Les cinq principales formations politiques à Ottawa, soit celles qui ont fait élire des députés en 2019, prendront part à ces événements, a confirmé samedi la Commission des débats des chefs. Il s’agit du Parti libéral, du Parti conservateur, du Nouveau parti démocratique, du Bloc québécois et du Parti vert.

Fortement médiatisés, les débats des chefs représentent l’occasion pour les dirigeants des partis politiques à Ottawa de se faire connaître des électeurs et de confronter leurs prises de position sur divers enjeux. Cette année, ces événements auront lieu les 8 et 9 septembre au Musée canadien de l’histoire, situé à Gatineau.

Pas assez d’appuis

En 2019, le chef du PPC, Maxime Bernier, avait été invité aux débats des chefs, où ses prises de position tranchées en matière d’immigration et de lutte contre les changements climatiques lui avaient valu les critiques acerbes de ses opposants. M. Bernier, qui avait été élu à quatre reprises sous la bannière du Parti conservateur de 2006 à 2015, venait alors de fonder depuis peu sa propre formation politique.

Cette année, cependant, le chef du PPC, qui n’a pas été élu en 2019, ne pourra prendre part à ces événements puisque sa formation ne répond pas aux nouveaux critères établis en juin dernier par la Commission des débats des chefs, un organisme indépendant et impartial.

Ces critères prévoient que les partis invités autour de la table doivent avoir fait élire au moins un élu à la Chambre de communes, en excluant les transfuges. Sinon, ils doivent avoir obtenu au moins 4% des votes lors de la dernière élection générale, ou encore dans des sondages récents menés par des firmes crédibles.

Or, le PPC, qui fait campagne contre les mesures sanitaires, ne compte aucun élu à la Chambre des communes. La Commission des débats des chefs a par ailleurs établi, en effectuant la moyenne des résultats d’une série de sondages menées par des firmes reconnues dans les derniers jours, que l’appui populaire à cette formation s’élève à 3,27%. Les résultats des différents sondages analysés variaient d’un appui au parti de 0,7% à 5,2%.

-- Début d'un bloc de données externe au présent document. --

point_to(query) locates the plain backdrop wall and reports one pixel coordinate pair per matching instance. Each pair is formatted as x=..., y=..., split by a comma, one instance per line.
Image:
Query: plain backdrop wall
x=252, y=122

En ne pouvant pas participer à ces débats, M. Bernier reconnaît qu’il lui sera plus difficile de rejoindre les électeurs canadiens. « Ça nous aurait aidé à se faire connaître […] C’est pour ça que c’est décevant de ne pas prendre part aux débats », a-t-il déclaré en entrevue au Devoir, samedi après-midi.

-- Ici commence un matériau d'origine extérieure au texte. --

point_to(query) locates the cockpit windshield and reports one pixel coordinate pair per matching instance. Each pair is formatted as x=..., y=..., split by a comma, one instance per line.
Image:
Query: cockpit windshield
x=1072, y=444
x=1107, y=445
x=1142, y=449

Le chef du PPC, qui faisait campagne en Beauce samedi, n’entend cependant pas contester la décision de la Commission, qui a été prise, reconnaît-il, sur la base de « critères clairs et objectifs ». Il déplore néanmoins la « méthodologie déficiente », selon lui, de certains des sondages analysés, qui ont abaissé la moyenne des intentions de vote de son parti par leurs résultats très faibles en faveur de la formation.

« Là où je suis déçu, c’est qu’ils ont pris les sondages de la dernière semaine et ceux qui nous ont donné 1 ou 2% n’avaient pas une méthodologie très scientifique », a fait valoir le chef du PPC, qui compte actuellement 308 candidats. La Commission assure pour sa part que les sondages utilisés ont respecté une méthodologie rigoureuse.

Le premier débat des chefs, le soir du 8 septembre, sera animé par le présentateur du Téléjournal Grand Montréal de Radio-Canada, Patrice Roy. Le lendemain, le débat en anglais sera animé par la présidente de l’Institut Angus Reid, Shachi Kurl.

M. Bernier n’a également pas été invité au débat Face-à-Face qui sera présenté le 2 septembre sur les ondes de TVA et LCN.